General form of registration statement for all companies including face-amount certificate companies


12 Months Ended
May 31, 2018
Equity Method Investments and Joint Ventures [Abstract]  
Equity Method Investments and Joint Ventures Disclosure [Text Block]


On December 4, 2017, the Company and Alternative Solutions, LLC (“Alternative Solutions”) entered into a Membership Interest Purchase Agreement (the “Acquisition Agreement”) for the Company to acquire the outstanding equity interests in three subsidiaries (collectively, the “Oasis LLCs”), Serenity Wellness Center LLC d/b/a/ Oasis Medical Cannabis, Serenity Wellness Growers LLC, and Serenity Wellness Products LLC, from Alternative Solutions.  Pursuant to the Acquisition Agreement, the Company paid a non-refundable deposit of $250,000 upon signing, which was followed by an additional payment of $1,800,000 on February 5, 2018, for an initial 10% of each of the subsidiaries. As of May 31, 2018, the Company had a total investment of $2,050,000 in the Oasis LLCs (see note 16).

The closing consideration that the Company must pay to acquire the remaining 90% of the subsidiaries, is equal to cash in the amount of $6,200,000, a $4.0 million promissory note due in December 2019, and $6,000,000 in shares of the Company’s common stock.

The number of shares shall equal $6,000,000 divided by the lower of $1.00 or the conversion price to receive one share of the Company’s common stock in its next equity offering that it commences in 2018 that exceeds $6 million, multiplied by 80%.  The promissory note will be secured by a first priority security interest over the assets of each of the Oasis LLCs, including the Company’s 10% equity interest in the three subsidiaries, and the Company shall deliver to Alternative Solutions a confession of judgment that will become effective in the event of any event of default under the promissory note.

Assuming the Company closes on the acquisition, in May 2020, Alternative Solutions will be entitled to a $1,000,000 payment from the Company, if the existing dispensary operated by an Oasis LLC has maintained an average revenue of $20,000 per day during the 2019 calendar year.

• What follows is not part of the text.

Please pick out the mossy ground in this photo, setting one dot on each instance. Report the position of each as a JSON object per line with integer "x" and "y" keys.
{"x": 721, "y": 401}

The sale, assignment, transfer, pledge or other disposition of any interest in the Oasis LLCs or Alternative Solutions is ineffective unless approved by the State of Nevada and any municipality in which the three subsidiaries’ operations is licensed.

As of May 31, 2018, the Company had not yet received regulatory approval to own the 10% interest in Oasis LLCs.  As a result, the amount that has been paid by the Company is being held by Alternative Solutions.